ABSTRACT

Some animals develop a sophisticated spatial knowledge necessary for way-finding, migrating, establishing the boundaries of their territory, nesting and so on. However, only humans are able to share their spatial knowledge by using language to communicate. This chapter addresses the issue of spatial communication with a focus on the mental representations that underlie our locative expressions and, more generally, spatial discourse. All languages have a rich vocabulary of locative terms that cover several linguistic categories.
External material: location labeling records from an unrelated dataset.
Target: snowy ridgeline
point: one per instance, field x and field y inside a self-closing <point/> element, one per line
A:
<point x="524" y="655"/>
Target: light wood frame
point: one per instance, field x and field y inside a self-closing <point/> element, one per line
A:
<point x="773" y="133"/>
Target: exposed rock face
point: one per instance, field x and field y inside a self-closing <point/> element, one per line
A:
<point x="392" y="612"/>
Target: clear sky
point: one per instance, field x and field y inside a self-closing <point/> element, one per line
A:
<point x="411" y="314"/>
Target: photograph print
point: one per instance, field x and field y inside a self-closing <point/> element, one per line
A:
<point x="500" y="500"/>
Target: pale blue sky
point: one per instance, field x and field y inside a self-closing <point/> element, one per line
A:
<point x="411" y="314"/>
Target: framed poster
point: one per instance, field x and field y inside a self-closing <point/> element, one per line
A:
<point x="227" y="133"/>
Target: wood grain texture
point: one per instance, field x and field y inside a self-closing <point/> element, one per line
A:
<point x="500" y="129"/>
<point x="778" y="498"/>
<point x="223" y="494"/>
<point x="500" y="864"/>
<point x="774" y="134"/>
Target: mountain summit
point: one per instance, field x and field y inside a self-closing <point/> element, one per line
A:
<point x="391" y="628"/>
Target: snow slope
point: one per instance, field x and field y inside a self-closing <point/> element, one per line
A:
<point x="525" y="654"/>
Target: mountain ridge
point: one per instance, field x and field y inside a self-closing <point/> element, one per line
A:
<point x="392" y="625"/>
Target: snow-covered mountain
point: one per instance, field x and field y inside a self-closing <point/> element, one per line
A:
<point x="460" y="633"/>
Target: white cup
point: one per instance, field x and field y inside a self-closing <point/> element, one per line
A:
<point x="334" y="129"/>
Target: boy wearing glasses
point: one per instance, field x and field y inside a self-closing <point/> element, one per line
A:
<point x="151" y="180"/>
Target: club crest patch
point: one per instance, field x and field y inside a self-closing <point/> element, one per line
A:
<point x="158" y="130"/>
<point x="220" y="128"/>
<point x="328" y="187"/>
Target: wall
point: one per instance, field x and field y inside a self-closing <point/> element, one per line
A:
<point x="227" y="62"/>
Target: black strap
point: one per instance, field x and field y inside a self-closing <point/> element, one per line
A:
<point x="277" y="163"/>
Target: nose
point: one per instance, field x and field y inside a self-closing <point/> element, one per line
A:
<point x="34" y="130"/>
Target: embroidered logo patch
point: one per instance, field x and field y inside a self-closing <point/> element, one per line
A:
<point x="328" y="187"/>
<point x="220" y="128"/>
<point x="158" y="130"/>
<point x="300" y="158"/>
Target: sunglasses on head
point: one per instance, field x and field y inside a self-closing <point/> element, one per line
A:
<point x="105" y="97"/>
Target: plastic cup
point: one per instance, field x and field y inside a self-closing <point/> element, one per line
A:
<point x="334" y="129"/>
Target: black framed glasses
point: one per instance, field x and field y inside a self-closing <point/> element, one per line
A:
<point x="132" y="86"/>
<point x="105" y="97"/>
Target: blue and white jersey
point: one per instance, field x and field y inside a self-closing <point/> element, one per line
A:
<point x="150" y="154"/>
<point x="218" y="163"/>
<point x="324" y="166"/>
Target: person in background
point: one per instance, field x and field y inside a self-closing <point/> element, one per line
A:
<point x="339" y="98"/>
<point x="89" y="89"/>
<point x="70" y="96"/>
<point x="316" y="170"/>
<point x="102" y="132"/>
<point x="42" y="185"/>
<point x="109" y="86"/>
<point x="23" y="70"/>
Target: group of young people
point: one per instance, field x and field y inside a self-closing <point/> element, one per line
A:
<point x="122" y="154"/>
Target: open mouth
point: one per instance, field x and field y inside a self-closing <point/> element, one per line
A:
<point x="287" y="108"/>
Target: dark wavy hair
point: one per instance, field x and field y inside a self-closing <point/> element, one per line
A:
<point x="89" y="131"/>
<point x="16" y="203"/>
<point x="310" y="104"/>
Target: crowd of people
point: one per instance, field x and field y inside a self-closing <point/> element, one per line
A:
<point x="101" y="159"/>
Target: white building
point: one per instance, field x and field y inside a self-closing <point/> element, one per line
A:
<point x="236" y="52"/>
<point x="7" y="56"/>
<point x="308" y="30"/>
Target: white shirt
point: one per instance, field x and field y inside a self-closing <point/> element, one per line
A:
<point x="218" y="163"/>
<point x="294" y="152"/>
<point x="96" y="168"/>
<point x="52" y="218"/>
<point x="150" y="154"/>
For instance, in English and in most Indo-European languages there are spatial adverbials (e.g., “here”, “there”, “behind”, “below”), prepositions (e.g., “in”, “on”, “from”, “near”), adjectives (e.g., “big”, “short”, “large”), pronouns (e.g., “this”, “that”), nouns (e.g., “circle”, “square”, “triangle”), and verbs (e.g., “to enter”, “to leave”, “to jump”, “to cross”, “to support”, “to contain”). Some of these locatives are particularly important because they are closed-class words (e.g., prepositions) or, in some languages like German, morphological flexions (case affixes) that convey spatial meaning. Closed-class words and morphological flexions correspond to concepts incorporated into the grammar of a language, and their use is frequently mandatory in sentences. Only a few concepts enter the closed-class category of words or become grammaticalised. Thus, in many languages, time, person, quantity, or gender are incorporated into the grammar. Some spatial concepts also belong to this privileged “club” although their use in each sentence is generally optional rather than mandatory (unlike other concepts such as time incorporated in verb tenses, or quantity implicit in number morphemes).